Phylogenetic position of the Japanese wolves

To determine the phylogenetic position of the Japanese wolves, a phylogenetic tree was constructed using the maximum likelihood (ML) method (Fig. 2A). Among gray wolves, North American/Arctic individuals branched off first at the basal position of the tree, followed by European/Middle Eastern and East Asian gray wolves (also see Supplementary Fig. 19). Dogs formed a monophyletic clade (Fig. 2A and Supplementary Fig. 19), as shown in previous studies2,3,12,16,18,20. Japanese wolves formed a monophyletic clade that was a sister group to the monophyletic clade of dogs (Fig. 2A and Supplementary Fig. 19). The sister group relationship between Japanese wolves and dogs was also supported by a tree inferred by SVDQuartets, a Neighbor-Joining tree based on identity-by-state (IBS) distance, a Maximum parsimony tree, a species-tree type phylogenetic tree based on coalescent, and a ML tree without minor allele frequency cut off and pruning (Supplementary Figs. 2024). We confirmed that the Pleistocene wolves belonged to the Eurasian gray wolf clade and were distantly related to the dog/Japanese wolf clade (Supplementary Fig. 15). Analysis using outgroup-f3 statistics28 also showed that the Japanese wolf was the most closely related to dogs among wolves (Fig. 2B). When we further divide the dogs into subpopulations, outgroup-f3 statistics showed different results between dingo/NGSD and African dogs; dingo/NGSD is related most closely to Japanese wolf while African dog is related most closely to the Middle Eastern gray wolves (Supplementary Fig. 25A and B). The different genetic affinities of dog populations to the Japanese wolf may have resulted from introgression between African dogs and Middle Eastern gray wolves10,13,29.

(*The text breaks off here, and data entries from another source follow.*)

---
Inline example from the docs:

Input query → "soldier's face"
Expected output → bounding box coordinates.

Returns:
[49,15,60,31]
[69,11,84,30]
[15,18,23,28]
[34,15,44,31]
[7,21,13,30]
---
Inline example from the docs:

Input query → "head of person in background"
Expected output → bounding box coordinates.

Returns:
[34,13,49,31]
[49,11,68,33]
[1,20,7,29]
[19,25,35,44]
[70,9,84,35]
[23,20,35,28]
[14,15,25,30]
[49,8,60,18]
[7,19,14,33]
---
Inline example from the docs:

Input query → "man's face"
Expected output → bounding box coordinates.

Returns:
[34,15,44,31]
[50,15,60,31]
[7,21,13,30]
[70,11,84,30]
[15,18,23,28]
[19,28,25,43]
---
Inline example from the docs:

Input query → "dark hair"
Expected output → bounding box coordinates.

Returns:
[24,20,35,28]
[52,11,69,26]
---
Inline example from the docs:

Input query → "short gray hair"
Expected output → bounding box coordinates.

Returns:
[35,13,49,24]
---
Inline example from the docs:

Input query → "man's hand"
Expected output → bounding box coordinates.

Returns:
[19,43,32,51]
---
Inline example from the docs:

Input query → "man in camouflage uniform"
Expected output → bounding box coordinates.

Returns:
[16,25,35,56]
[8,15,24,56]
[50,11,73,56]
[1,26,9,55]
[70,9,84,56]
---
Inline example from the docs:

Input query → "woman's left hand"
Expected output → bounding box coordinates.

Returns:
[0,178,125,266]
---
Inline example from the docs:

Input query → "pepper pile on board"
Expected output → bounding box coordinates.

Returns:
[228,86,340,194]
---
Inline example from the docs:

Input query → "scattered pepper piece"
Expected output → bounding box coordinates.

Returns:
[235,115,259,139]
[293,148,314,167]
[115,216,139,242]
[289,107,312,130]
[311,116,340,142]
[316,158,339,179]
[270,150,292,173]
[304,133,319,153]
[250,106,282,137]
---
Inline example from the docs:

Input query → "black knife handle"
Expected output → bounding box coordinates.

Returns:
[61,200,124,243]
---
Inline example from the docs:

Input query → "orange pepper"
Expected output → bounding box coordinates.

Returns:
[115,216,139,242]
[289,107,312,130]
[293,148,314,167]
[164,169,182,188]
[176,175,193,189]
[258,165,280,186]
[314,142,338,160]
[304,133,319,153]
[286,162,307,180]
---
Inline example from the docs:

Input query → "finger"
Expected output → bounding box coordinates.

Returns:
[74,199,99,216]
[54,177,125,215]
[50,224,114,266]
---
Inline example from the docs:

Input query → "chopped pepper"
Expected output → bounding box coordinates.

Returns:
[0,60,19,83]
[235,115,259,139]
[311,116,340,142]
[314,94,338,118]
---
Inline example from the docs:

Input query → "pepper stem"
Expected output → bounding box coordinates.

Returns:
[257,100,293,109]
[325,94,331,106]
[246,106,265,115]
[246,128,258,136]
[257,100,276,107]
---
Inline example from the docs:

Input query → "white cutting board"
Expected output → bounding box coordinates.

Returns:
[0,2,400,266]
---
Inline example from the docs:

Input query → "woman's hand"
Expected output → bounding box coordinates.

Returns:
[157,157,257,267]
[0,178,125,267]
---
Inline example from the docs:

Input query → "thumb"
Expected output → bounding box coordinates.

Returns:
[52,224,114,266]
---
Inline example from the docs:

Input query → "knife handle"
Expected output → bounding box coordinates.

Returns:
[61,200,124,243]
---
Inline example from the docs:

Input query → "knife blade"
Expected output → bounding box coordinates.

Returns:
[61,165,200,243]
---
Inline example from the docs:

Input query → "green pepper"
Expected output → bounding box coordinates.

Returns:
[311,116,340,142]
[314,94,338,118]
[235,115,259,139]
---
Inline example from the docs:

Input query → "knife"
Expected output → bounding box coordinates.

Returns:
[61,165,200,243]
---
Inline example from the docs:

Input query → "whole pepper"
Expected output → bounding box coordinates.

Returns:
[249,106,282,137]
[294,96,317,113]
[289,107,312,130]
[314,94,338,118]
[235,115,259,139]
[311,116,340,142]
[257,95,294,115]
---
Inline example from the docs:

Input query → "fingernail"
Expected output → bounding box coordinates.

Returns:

Fig. 2: Phylogenetic relationships and genetic affinity between Japanese wolves and other canids.
figure 2

A Maximum likelihood tree based on 17,489 unlinked biallelic SNPs extracted from 179,397 sites (see Supplementary Data 2 for sample information) B Shared genetic drift between dogs and gray wolves measured by outgroup f3 statistics. Each of all dogs and Japanese wolves were used as populations. The wolves are shown on the right side of the panel. Data are presented as f3 values +/− standard errors (n = 52) (represented by error bars). C Shared genetic drift between Japanese wolf and all dogs measured by outgroup f3 statistics. Each of the African dogs and Dingo/NGSD individuals were used as populations. The names of the dogs are shown on the left side of the panel. Data are presented as f3 values +/− standard errors (n = 9) (represented by error bars). D f4 statistics testing the relationships between the Japanese wolf and all other wolves compared with NGSD1 (left panel) and Basenji (right panel). The names of wolves are shown on the left and right sides of the left and right panels, respectively. Gray lines show the Z score −3 and 3 (n = 10). Source data are provided as a Source Data file.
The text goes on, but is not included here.